What is so striking about the law is that it allows for the prosecution of citizens for “preparing or possessing material likely to incite violence or hatred against persons on account of their protected characteristics.” That could sweep deeply into not just political but literary expression.
The expansion of such prosecutions to thought crimes is a natural extension of the anti-free speech movement that took hold of much of Europe decades ago. The decline of free speech in the United Kingdom has long been a concern for free speech advocates. A man was convicted for sending a tweet while drunk referring to dead soldiers. Another was arrested for an anti-police teeshirt. Another was arrested for calling the Irish boyfriend of his ex-girlfriend a “leprechaun.” Yet another was arrested for singing “Kung Fu Fighting.” A teenager was arrested for protesting outside of a Scientology center with a sign calling the religion a “cult.”

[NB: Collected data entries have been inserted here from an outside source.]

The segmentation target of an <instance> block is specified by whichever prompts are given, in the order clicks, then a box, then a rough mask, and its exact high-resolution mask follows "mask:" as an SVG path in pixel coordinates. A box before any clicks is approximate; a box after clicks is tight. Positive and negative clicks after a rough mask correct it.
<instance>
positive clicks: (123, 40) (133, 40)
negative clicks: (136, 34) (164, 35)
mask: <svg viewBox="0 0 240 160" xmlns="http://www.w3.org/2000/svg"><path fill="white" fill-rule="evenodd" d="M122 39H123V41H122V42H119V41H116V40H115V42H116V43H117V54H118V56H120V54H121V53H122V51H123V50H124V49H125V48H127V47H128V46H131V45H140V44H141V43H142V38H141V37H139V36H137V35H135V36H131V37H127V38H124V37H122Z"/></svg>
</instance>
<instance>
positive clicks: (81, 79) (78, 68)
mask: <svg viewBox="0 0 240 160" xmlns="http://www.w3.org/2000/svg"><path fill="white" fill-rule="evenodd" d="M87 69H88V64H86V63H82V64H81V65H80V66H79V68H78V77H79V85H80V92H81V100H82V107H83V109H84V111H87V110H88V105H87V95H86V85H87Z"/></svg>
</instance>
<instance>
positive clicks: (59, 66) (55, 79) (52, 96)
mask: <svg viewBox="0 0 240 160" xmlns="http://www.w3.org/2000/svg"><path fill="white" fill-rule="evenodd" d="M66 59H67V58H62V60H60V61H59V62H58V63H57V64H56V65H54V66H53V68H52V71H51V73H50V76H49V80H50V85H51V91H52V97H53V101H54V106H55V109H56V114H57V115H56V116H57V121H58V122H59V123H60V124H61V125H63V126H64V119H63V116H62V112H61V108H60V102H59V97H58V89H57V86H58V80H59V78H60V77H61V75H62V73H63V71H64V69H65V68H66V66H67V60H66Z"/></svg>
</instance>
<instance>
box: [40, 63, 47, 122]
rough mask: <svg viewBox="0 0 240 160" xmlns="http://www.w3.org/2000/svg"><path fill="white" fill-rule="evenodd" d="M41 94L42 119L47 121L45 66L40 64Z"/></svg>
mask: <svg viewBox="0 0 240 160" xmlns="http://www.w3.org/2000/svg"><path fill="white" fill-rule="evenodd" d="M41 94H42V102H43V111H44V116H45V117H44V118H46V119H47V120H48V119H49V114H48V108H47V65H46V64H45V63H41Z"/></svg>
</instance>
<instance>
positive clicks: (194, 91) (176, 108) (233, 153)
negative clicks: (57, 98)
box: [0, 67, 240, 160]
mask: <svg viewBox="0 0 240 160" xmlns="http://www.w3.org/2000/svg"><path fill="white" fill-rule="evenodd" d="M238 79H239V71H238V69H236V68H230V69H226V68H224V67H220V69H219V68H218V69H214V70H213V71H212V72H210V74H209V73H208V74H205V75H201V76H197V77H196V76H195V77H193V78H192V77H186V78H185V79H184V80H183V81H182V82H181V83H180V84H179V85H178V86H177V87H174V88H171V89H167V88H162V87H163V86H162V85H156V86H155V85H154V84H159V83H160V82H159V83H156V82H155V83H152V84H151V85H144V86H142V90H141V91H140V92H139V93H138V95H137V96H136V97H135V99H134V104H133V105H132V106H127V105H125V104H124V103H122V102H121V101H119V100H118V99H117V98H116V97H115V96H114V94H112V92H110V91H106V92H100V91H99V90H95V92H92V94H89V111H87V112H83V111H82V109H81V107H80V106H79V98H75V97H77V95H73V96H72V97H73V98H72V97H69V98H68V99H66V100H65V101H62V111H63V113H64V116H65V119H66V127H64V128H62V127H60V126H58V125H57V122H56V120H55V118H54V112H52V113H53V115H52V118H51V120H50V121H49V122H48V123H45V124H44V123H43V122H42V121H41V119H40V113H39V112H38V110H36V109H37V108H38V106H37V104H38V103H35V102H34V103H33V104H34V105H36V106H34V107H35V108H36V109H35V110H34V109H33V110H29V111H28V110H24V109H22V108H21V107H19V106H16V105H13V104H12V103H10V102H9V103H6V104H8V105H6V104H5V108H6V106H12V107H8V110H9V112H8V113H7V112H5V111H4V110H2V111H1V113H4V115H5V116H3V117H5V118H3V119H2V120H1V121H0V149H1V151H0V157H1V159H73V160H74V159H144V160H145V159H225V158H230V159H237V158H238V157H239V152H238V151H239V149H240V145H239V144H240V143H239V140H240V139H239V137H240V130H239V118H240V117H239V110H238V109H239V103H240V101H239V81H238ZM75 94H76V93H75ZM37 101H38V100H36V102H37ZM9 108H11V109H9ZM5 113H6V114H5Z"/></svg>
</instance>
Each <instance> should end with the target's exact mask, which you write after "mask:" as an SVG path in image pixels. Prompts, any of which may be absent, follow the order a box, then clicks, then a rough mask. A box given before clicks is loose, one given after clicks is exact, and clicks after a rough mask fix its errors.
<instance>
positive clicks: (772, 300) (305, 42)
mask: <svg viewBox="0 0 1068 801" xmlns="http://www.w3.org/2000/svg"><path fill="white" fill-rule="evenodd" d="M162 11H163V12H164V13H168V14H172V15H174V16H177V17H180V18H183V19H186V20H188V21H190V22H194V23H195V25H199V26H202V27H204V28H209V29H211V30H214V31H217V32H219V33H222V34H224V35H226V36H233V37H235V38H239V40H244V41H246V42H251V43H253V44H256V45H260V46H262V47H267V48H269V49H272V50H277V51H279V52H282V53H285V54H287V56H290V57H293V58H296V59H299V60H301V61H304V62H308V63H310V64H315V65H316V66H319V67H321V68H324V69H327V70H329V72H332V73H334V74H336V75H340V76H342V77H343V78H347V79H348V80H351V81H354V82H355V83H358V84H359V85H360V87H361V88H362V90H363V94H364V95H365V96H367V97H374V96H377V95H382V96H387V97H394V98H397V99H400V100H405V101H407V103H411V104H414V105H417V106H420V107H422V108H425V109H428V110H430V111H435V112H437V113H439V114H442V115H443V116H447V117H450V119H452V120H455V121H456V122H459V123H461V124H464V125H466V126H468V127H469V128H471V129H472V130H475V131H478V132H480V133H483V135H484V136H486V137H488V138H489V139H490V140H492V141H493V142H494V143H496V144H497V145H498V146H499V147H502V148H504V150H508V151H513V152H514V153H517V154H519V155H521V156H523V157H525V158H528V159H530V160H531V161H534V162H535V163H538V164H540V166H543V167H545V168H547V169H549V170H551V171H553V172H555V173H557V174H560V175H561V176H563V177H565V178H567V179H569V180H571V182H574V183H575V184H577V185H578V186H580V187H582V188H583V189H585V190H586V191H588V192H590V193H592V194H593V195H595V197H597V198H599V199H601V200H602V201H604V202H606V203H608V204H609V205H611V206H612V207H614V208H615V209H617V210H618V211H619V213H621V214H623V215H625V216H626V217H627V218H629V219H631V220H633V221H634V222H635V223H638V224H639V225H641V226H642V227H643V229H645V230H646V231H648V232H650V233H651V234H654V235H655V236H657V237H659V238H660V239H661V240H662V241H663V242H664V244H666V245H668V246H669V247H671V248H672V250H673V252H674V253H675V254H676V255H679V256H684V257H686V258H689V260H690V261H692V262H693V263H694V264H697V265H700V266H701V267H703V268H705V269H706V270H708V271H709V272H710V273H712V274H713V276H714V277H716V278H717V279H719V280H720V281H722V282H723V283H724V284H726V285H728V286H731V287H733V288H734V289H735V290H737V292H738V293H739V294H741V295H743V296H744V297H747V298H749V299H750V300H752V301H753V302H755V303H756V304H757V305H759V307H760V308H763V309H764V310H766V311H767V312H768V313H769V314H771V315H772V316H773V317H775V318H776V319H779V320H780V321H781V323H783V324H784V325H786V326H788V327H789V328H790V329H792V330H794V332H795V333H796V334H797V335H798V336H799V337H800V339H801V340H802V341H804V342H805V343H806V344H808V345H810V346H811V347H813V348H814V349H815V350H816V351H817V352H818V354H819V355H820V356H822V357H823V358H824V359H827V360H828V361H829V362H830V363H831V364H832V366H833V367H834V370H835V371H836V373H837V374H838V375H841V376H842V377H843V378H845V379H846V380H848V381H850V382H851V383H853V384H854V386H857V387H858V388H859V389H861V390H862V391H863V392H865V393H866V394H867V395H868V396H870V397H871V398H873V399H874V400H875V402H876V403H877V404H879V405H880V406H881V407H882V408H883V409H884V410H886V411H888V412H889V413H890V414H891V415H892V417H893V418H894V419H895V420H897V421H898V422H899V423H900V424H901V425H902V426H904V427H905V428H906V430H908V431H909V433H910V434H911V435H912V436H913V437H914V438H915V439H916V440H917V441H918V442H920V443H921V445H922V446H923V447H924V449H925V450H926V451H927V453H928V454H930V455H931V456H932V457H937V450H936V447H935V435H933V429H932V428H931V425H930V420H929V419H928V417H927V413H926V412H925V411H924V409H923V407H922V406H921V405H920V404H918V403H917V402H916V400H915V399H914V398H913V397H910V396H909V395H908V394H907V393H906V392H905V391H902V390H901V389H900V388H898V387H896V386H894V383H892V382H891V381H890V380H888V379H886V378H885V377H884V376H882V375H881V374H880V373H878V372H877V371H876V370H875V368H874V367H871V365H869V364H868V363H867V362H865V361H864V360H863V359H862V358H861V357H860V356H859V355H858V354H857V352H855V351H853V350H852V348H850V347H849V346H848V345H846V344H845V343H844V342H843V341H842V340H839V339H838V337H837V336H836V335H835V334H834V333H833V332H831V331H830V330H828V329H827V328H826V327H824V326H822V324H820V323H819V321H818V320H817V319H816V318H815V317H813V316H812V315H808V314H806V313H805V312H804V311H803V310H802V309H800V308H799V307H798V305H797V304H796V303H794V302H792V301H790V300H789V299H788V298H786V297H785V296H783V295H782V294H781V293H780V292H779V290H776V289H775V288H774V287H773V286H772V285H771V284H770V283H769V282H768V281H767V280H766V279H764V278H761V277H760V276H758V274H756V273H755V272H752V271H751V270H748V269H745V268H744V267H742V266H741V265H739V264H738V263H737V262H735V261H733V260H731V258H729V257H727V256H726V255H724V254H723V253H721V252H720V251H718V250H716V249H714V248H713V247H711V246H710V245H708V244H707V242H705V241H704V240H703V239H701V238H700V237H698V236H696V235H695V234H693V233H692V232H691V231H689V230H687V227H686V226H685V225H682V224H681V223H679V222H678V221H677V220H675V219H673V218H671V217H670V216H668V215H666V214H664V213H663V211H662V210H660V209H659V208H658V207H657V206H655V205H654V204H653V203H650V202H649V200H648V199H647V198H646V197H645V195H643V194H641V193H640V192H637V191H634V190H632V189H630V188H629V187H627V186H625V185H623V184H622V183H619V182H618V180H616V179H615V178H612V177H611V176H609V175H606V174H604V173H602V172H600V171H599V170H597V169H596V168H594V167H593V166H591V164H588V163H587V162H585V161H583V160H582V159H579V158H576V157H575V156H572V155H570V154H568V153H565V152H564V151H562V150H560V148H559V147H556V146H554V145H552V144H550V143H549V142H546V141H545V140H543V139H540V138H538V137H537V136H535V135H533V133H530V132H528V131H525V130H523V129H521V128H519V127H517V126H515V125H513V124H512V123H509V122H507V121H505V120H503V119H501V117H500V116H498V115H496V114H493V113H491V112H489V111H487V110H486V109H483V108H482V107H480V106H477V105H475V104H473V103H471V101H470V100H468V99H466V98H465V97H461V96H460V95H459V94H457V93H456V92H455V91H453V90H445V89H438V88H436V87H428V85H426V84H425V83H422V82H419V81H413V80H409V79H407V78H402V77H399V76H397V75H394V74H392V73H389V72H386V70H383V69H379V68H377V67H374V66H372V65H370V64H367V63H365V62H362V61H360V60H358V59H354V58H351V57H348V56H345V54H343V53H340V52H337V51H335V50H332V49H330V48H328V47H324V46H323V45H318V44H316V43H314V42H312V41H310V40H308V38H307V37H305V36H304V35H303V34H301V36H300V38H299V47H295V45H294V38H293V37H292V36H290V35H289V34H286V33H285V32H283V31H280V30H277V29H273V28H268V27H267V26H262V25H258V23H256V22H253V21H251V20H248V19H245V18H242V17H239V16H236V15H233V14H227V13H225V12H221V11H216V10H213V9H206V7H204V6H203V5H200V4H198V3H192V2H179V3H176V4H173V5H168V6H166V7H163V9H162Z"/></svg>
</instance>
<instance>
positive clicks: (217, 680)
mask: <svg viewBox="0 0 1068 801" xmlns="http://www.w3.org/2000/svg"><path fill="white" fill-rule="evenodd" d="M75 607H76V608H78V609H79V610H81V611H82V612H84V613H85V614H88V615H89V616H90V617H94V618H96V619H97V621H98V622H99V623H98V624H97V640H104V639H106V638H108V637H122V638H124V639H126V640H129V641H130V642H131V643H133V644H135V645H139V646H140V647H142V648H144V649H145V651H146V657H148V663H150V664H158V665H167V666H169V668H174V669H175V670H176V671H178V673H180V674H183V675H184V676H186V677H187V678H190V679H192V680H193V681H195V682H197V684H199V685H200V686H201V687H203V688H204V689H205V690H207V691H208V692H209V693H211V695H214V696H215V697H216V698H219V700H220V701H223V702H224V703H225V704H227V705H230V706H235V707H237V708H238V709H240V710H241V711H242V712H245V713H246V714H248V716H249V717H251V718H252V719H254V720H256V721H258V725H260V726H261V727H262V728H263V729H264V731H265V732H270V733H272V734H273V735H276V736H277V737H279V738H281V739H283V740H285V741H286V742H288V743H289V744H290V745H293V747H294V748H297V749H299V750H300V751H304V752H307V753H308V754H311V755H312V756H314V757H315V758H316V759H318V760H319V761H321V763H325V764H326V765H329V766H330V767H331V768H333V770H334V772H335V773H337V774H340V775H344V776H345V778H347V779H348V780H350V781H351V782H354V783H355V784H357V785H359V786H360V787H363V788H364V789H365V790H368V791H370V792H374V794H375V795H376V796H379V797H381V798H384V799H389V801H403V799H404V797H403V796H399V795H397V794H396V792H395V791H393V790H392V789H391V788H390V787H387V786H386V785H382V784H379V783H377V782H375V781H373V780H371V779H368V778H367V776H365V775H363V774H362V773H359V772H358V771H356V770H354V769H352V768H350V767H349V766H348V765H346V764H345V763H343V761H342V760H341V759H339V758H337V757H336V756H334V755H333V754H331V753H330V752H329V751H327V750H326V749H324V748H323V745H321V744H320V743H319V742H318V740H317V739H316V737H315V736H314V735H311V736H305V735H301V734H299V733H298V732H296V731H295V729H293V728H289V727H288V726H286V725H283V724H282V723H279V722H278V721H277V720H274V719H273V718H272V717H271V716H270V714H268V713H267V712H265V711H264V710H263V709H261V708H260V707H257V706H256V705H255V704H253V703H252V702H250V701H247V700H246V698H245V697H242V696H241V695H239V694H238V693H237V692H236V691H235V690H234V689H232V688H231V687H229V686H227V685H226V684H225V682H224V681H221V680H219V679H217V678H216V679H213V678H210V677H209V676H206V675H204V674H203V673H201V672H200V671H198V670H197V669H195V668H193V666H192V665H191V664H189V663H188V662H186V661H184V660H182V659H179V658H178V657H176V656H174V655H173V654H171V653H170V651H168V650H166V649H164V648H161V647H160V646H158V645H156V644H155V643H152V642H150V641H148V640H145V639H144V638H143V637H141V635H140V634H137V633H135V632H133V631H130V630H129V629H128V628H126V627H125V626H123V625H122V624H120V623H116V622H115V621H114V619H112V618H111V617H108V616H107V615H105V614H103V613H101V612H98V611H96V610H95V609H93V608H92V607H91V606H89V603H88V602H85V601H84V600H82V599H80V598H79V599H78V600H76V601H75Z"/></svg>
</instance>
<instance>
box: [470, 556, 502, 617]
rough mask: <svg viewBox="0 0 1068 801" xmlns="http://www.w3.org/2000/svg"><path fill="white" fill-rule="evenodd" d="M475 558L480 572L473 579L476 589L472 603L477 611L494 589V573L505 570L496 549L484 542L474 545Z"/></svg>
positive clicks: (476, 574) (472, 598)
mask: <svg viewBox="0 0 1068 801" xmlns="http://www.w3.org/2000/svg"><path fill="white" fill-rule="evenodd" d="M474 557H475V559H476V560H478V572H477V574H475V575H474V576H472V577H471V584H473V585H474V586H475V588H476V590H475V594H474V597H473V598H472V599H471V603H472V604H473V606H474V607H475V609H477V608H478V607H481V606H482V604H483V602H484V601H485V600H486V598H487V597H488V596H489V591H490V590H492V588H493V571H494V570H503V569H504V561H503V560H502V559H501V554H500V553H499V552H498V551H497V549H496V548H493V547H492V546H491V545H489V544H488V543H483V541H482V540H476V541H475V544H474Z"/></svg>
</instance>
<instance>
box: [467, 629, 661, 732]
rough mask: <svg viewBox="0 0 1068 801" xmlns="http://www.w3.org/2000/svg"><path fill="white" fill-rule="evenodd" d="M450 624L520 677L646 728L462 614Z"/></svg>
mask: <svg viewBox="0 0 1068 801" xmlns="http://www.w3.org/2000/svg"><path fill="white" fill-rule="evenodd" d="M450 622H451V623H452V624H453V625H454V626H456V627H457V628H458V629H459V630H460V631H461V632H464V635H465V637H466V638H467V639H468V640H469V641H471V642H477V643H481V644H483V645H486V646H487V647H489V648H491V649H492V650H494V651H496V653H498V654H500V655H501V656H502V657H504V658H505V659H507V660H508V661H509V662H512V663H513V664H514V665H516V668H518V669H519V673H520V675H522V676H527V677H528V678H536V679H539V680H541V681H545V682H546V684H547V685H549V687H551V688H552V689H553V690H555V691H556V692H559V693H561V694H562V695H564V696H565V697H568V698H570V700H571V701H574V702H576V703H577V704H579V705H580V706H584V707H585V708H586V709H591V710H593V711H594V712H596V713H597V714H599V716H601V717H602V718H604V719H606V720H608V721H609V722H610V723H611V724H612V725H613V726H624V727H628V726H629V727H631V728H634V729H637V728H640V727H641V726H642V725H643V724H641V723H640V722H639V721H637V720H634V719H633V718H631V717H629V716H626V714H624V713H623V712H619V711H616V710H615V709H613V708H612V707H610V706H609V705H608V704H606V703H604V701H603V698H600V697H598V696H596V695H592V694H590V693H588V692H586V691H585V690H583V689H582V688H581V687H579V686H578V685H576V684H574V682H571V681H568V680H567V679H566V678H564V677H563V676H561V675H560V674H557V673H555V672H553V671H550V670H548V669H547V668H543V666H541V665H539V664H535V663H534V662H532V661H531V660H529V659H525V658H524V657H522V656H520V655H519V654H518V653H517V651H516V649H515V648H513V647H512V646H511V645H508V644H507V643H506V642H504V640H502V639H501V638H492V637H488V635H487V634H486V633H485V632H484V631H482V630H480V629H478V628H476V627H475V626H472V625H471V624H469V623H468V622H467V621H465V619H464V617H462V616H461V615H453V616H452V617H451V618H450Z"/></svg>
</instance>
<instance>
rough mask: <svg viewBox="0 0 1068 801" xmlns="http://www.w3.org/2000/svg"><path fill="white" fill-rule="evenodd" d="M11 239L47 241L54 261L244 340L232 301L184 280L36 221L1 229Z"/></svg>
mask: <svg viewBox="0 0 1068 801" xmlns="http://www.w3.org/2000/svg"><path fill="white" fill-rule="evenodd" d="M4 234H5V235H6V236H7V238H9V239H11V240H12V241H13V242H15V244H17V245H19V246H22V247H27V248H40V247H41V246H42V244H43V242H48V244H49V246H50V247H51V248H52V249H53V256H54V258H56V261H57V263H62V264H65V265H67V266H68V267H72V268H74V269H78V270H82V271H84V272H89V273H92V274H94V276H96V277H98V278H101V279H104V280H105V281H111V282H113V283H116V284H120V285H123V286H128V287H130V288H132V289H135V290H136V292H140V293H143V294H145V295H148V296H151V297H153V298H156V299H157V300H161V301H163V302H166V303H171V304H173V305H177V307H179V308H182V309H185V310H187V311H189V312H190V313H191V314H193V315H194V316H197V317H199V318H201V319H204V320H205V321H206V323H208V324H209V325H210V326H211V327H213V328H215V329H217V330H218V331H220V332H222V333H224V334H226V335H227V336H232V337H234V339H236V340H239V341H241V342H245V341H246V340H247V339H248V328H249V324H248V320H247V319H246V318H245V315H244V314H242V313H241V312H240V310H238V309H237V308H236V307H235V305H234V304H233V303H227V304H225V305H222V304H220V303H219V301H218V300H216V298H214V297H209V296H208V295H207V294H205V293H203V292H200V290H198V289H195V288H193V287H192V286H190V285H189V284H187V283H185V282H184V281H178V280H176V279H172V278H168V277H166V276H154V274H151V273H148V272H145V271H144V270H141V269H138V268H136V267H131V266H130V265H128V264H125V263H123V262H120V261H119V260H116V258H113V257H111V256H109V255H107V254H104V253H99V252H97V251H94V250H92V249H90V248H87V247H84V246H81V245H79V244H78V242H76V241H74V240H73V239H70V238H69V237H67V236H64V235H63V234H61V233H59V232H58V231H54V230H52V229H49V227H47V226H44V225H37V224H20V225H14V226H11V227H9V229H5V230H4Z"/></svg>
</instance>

Once you start as a government to criminalize speech, you end up on a slippery slope of censorship. What constitutes hate speech or “malicious communications” remains a highly subjective matter and we have seen a steady expansion of prohibited terms and words and gestures.
In the meantime, a theologian has been fired by a college for expressing his views on sin on social media. Yet, most faculty are silent. Imagine if a professor were fired for arguing that homosexuality was permitted under the Holy Scripture. The college would be fortunate to survive the likely backlash. The different treatment based on the content of these statements makes a mockery of free speech and academic freedom. Yet, the intolerance for dissenting views is now a common reality in higher education on both sides of “the pond.”